I complain because I didn’t understand the gender structure, the role of women: their worth seems to be in making advantageous matches, yet girls compete in race horses along with men.
I complain because a lot of other characters’ formations in the beginning were done in abstract terms.
I complain because of the focus on how pretty and dazzling everything thing is.
I complain because I never did get the sense that their county, their city in particular, was in throes of poverty.
I complain because their enemy in focus, Teren Santoro, didn’t have enough to give his own, regardless of his potential.
But I do it in few, in consequential terms because Marie Lu makes the dearth less obvious. Because she enchants with her refined, descriptive writing, beguiling one into complacency. Because her characters speak a lot in their actions. Because, despite everything, Teren was still fascinating. Because while engaged in the matter of Adelina’s own terrible and confused self, one forgets one’s own world, much less theirs.
And each of these facets separates the book from every other high-fantasy or superhero novel I’ve read.

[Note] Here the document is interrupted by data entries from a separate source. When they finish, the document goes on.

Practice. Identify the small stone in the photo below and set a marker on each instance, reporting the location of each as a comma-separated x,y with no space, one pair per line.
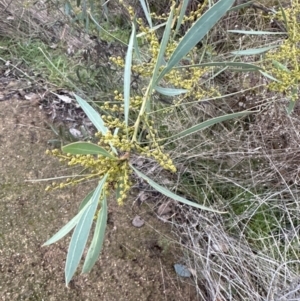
138,222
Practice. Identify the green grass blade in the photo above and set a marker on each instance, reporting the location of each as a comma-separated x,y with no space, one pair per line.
253,32
71,224
196,33
81,233
92,114
98,238
86,148
253,51
127,75
169,91
209,123
146,12
170,194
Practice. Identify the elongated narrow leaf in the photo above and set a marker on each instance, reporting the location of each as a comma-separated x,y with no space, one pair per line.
181,15
146,12
292,101
127,75
98,238
280,66
141,34
170,194
284,17
86,200
163,44
136,48
196,33
253,51
209,123
222,64
254,32
291,106
81,233
86,148
238,7
170,91
70,225
269,76
91,113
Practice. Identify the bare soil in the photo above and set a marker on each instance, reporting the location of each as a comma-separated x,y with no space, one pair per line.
136,263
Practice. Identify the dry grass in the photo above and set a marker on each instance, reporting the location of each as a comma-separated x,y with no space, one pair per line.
246,167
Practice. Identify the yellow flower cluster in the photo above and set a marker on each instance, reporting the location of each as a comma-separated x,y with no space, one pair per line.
185,78
121,137
117,168
283,63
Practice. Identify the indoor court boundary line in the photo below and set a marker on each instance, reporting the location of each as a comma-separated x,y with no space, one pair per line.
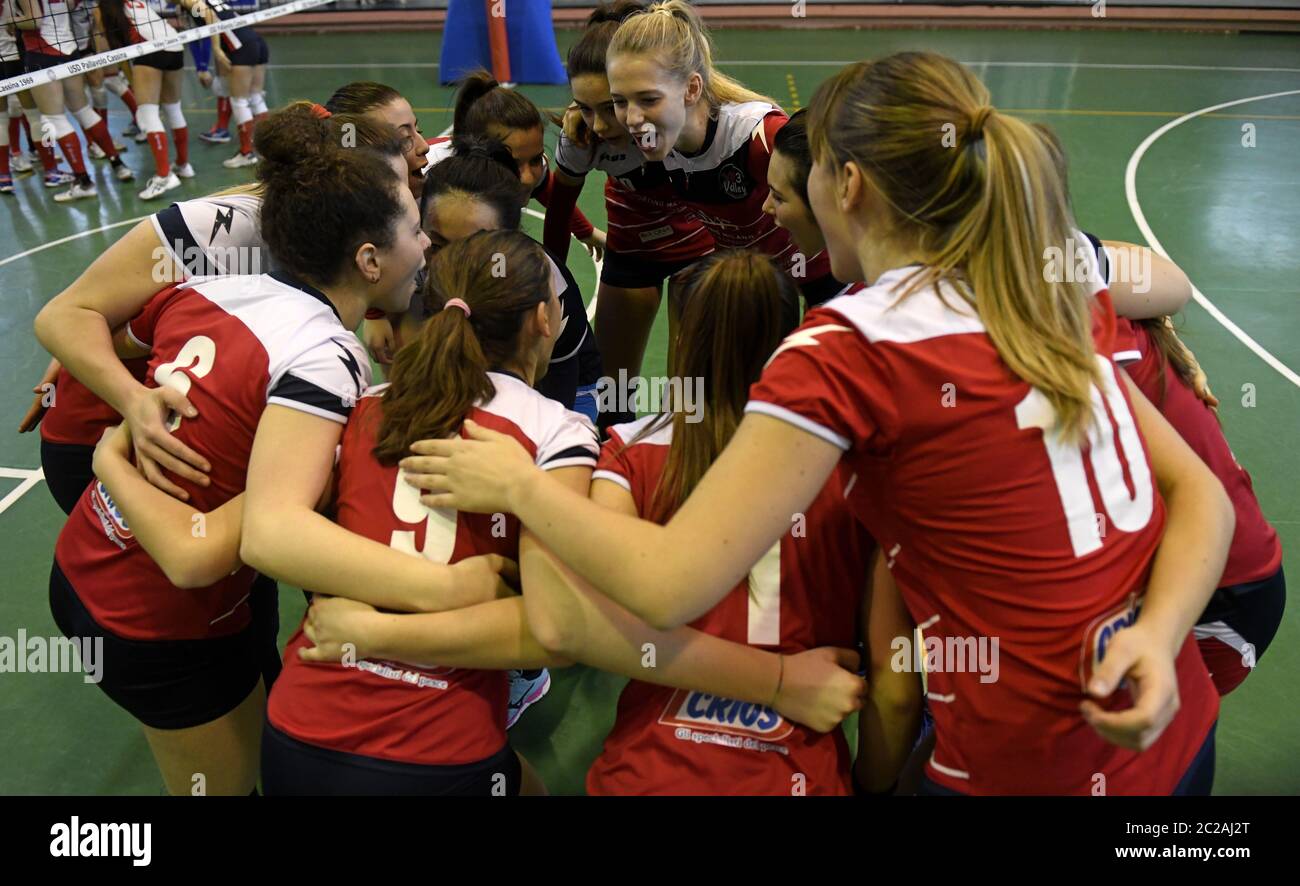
1135,208
29,478
69,239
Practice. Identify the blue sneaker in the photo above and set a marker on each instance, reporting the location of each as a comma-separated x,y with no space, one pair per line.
525,691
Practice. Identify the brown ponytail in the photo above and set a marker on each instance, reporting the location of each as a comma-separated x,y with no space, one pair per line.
484,107
739,307
502,277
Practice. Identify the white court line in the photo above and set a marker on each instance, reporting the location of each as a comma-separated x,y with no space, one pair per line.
1135,208
29,480
68,239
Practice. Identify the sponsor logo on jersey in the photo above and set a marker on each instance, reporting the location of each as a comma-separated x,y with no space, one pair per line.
655,233
1101,633
714,713
732,182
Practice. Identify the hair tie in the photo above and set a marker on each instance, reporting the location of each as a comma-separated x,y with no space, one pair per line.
978,121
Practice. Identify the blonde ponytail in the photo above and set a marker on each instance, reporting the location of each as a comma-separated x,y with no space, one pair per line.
976,192
672,31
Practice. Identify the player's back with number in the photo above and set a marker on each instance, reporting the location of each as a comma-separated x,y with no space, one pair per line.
802,594
232,346
449,715
1019,554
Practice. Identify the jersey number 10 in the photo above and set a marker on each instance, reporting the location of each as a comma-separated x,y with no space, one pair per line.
1126,511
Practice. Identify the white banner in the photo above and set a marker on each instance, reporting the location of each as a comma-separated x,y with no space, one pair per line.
135,51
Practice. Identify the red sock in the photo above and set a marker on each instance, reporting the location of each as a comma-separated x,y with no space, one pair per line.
70,146
99,135
157,144
47,157
182,144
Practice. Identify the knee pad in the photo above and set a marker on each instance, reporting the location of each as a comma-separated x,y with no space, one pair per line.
174,118
87,117
148,118
239,111
117,83
55,126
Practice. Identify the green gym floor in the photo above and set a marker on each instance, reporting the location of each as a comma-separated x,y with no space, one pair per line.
1220,191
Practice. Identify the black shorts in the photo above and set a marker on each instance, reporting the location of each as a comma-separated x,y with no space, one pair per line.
34,61
293,768
161,60
635,273
163,683
68,470
254,50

And did I mention how breathtaking, feeling, piercing, vivid, and emotive the writing was?
Enzo attacks again.
I tell you, I wanted to be him. I wanted to be his opponent. That rush, those movements and heightened energy Adelina was only cognizant of passively, from a distance, as Enzo fought, I wanted to be part of.
It was so damn good.
I am Adelina Amouteru. I belong to no one. On this night, I swear to you that I will rise above everything you’ve ever taught me. I will become a force that this world has never known. I will come into such power that none will dare hurt me again.
So. Damn. Good.
Good enough to almost give you an orgasm.

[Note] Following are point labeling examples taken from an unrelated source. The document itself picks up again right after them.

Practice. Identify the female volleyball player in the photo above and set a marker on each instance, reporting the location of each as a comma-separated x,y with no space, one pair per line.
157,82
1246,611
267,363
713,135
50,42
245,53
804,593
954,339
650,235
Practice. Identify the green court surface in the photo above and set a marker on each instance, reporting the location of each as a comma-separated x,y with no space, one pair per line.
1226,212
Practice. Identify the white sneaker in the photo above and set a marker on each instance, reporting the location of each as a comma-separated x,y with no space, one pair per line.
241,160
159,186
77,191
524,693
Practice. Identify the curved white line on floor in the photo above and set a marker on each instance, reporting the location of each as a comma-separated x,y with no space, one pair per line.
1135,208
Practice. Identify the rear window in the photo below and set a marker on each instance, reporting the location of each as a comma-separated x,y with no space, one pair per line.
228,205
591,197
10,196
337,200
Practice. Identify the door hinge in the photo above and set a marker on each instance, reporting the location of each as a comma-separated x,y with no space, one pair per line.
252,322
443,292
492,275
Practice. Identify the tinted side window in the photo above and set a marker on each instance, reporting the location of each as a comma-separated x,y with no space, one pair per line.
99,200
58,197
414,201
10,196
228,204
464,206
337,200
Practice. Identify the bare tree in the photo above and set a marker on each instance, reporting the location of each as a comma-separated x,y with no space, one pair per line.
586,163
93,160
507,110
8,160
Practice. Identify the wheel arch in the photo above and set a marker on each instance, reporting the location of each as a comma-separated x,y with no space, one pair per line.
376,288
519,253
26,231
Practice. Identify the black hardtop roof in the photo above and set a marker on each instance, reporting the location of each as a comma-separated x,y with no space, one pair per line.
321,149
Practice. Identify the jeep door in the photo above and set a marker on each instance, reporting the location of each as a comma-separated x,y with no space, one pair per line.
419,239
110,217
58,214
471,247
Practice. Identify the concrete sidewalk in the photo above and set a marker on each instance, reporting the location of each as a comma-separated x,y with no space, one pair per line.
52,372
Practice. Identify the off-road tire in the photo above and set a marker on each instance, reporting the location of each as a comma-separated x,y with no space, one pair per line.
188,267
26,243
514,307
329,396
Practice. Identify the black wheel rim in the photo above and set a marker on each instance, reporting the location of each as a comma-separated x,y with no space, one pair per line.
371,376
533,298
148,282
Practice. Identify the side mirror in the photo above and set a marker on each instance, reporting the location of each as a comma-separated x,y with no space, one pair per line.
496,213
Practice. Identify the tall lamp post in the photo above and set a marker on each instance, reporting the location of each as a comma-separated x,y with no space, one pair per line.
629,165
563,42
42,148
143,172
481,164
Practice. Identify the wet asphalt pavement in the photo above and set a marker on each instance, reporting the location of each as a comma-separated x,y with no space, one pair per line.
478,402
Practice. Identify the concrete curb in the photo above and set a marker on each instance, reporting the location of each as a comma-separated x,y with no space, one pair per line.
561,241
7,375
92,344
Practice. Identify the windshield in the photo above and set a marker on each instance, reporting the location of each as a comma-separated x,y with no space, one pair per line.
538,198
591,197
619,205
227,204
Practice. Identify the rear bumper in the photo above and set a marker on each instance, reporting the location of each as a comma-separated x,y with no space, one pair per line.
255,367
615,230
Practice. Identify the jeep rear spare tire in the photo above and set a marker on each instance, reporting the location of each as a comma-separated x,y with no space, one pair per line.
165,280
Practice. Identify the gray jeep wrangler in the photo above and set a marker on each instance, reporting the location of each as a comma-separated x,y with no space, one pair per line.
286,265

If you’re into that brand of madness, like I am.
It makes me tremble in dark glee.
You know what I mean; I just needed him in this review.
I am going to read The Young Elites again, this time without pauses. You should read it too. And I need to find a song for it. Maybe…
Not a perfect fit, but the macabre + sexy fits, methinks. It doesn’t speak for the entire experience of The Young Elites though. Still on the hunt.
This story didn’t blow me away in one gust-that would have been rather disappointing, no? It built up in stages, in a crescendo, concluding with a bang at a maybe perfect ending. Oh look! I got another relatively appropriate song for this aspect of Lu’s writing:
Now, you see? It’s impossible NOT to get high.
I am dying here, of uncontainable anticipation and energy, for the second book and it doesn’t even seem to have a name yet. You’re killing me, Dear Author. And if someone doesn’t come back, by hook or crook, I don’t think I’ll be the one whose death report the coroner has to write up.
Tomorrow, I will take on all of these things. I will be unstoppable.